At first, Sherrod had taken Wheeler’s advice. “After all,” Sherrod later reflected, “this business of taking long chances could be carried too far.” He changed his mind, however, when he saw the faces of the marines from the Fourth Marine Division he had been scheduled to land with—faces that had written on them “the same fear that gripped at my guts.” Sherrod knew they could not, as he could, decide to stay behind, but “had to go in.” He had cast his lot with the Marines when they had set out for shore “and this was no time to desert. I put on my jacket, buckled on my belt, and shouldered my pack.” Colonel Brunelli appeared and asked the correspondent, “Ready to go?” Sherrod said, “Sure,” very bravely, “though I was mighty scared.”

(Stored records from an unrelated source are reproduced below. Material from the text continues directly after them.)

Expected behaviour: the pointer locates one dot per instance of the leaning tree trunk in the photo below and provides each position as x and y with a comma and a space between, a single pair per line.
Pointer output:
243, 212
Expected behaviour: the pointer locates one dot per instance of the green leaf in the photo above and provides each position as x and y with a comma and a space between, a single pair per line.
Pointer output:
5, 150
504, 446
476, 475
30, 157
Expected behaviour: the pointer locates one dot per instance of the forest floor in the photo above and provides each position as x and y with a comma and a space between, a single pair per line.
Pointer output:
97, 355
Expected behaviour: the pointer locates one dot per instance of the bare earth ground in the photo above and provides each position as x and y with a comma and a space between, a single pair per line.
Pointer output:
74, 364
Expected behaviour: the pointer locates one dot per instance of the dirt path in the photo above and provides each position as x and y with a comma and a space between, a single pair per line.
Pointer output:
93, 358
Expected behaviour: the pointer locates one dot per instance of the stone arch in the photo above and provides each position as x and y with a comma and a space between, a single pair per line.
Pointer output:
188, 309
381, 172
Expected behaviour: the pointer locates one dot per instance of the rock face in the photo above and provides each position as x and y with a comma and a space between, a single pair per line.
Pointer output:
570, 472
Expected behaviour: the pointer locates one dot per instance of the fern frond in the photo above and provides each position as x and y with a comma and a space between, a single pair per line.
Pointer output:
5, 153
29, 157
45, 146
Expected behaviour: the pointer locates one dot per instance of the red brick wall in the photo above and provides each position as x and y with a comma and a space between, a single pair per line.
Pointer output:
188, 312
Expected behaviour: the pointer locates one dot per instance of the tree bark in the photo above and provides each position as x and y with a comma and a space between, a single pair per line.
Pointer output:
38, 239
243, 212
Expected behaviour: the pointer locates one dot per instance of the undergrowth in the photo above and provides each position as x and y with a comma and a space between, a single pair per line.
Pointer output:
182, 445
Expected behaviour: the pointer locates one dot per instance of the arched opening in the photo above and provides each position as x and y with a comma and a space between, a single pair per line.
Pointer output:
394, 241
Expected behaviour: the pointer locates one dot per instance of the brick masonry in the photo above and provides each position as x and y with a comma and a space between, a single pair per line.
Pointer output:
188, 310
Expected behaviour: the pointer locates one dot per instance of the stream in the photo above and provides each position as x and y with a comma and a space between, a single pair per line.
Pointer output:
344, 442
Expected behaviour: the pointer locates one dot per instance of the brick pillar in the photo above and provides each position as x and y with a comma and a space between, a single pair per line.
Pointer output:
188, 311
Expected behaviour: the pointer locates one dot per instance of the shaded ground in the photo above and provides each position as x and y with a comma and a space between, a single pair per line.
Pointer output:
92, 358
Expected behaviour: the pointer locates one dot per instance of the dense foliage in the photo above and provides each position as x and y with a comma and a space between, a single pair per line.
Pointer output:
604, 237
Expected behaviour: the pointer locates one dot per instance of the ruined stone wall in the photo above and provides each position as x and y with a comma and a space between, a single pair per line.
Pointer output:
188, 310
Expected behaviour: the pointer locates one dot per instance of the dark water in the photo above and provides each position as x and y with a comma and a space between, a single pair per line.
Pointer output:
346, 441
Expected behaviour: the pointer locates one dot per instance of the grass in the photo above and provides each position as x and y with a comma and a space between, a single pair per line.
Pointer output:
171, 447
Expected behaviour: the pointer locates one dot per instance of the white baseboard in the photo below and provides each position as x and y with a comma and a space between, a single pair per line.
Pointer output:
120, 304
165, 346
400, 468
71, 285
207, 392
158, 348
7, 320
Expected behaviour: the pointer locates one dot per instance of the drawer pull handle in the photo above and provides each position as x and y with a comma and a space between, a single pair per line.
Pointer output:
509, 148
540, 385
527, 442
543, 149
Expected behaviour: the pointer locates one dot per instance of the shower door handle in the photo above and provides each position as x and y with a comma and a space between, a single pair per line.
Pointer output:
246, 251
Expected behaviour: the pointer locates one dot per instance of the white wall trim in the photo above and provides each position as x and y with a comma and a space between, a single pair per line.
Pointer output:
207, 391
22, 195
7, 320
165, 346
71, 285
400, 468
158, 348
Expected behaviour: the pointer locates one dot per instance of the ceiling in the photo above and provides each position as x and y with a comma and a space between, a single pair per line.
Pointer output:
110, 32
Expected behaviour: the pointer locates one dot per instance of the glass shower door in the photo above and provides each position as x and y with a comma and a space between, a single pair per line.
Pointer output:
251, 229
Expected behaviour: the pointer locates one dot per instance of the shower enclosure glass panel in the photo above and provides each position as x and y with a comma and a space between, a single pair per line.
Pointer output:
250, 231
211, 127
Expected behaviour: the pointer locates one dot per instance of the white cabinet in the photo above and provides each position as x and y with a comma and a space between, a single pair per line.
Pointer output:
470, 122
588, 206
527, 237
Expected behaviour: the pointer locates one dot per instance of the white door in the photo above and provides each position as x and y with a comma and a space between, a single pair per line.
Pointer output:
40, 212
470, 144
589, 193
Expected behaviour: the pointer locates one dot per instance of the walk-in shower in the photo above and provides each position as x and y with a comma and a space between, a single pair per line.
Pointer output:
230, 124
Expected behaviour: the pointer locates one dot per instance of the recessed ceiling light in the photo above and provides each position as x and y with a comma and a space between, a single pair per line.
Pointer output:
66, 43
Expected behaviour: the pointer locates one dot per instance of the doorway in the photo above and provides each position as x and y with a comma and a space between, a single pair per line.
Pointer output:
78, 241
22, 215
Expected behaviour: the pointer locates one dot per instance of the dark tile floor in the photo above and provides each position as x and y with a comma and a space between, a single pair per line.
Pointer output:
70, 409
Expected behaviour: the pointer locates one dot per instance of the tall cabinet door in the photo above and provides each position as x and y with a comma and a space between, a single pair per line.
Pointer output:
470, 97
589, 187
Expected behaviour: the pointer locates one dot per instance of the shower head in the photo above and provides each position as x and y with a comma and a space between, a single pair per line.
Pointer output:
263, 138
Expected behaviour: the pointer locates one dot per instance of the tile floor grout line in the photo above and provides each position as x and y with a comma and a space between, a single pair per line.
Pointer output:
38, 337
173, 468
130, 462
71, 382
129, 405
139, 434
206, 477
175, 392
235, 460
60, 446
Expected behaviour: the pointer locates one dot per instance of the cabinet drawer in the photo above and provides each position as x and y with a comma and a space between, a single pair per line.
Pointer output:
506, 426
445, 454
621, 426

When the boat hit the beach, Sherrod dashed a couple of yards inland through the semi-darkness. As he ran, a shovel in his hand, the correspondent noticed dark forms scattered on the loose earth—about twenty dead marines—and the smell of death began to waft through the cool evening air. Fashioning a foxhole out of that loose sand was, in the words of a marine from the Deep South, like trying “to dig a hole in a barrel of wheat.” Whenever Sherrod scooped up a shovelful, three-quarters of it would roll back into the hole. But by the time darkness had settled over the island, he had scratched out a hole two-feet deep and six-feet long. “That first night on Iwo Jima can only be described as a nightmare in hell,” Sherrod said.

Although he expected an enemy counterattack to come at any moment, Sherrod managed to get a few hours’ sleep. Slightly after four o’clock in the morning, however, the Japanese unleashed a terrific mortar barrage on the center of the beachhead, shattering any sense of security Sherrod had. The heavy shells started bursting around his foxhole every few seconds; he timed the explosions and counted twenty within fifty yards of his position in one minute. “In the midst of this thunder and lightning there was a thud in the bank of my foxhole, next to my left arm,” he recalled. “I reached over and dug out a piece of hot steel that must have weighed a half pound.”
  
When daylight broke over the island, Sherrod shook off the sand that had covered him during the night and downed a two-ounce bottle of medicinal brandy a ship’s doctor had kindly stuck in his pocket. Next to his collapsed foxhole lay two unexploded Japanese mines and, ten yards away in a shell hole, there were eight marines who had been killed by a direct hit the day before.

After a visit to the Twenty-Fourth’s command post, where he endured another round of Japanese shelling, Sherrod, ducking the occasional enemy sniper, surveyed the scene and saw the sloping sands spotted with dead Marines. The Japanese and American bodies had one thing in common, he noted: “They died with the greatest possible violence. Nowhere in the Pacific war have I seen such badly mangled bodies. Many were cut squarely in half. Legs and arms lay 50 ft. [feet] away from any body. Only the legs were easy to identify—Japanese if wrapped in khaki puttees, American if covered by canvas leggings. In one spot on the sand, far from the nearest clusters of dead men, I saw a string of guts 15 ft. [feet] long.” In some areas, he added, the smell of burning flesh overpowered one’s senses.

To report on the horrors he had seen, and the uncommon courage displayed by the marines, Sherrod, as night approached, walked to the beach to catch a ride to the Bayfield. The good weather during the initial landing, however, had turned rough, and boats were having a hard time evacuating the wounded that littered the beach. He turned back to spend another restless night on Iwo Jima, during which Sherrod endured the earth trembling beneath him with a sound “not unlike someone banging on the radiator in the apartment below.” Although many around him agreed that the tremors were probably Iwo’s “own manifestation of an earthquake,” nobody laughed when a sergeant suggested that the enemy had been able to dig under the position and were about to “blow up the damn island.”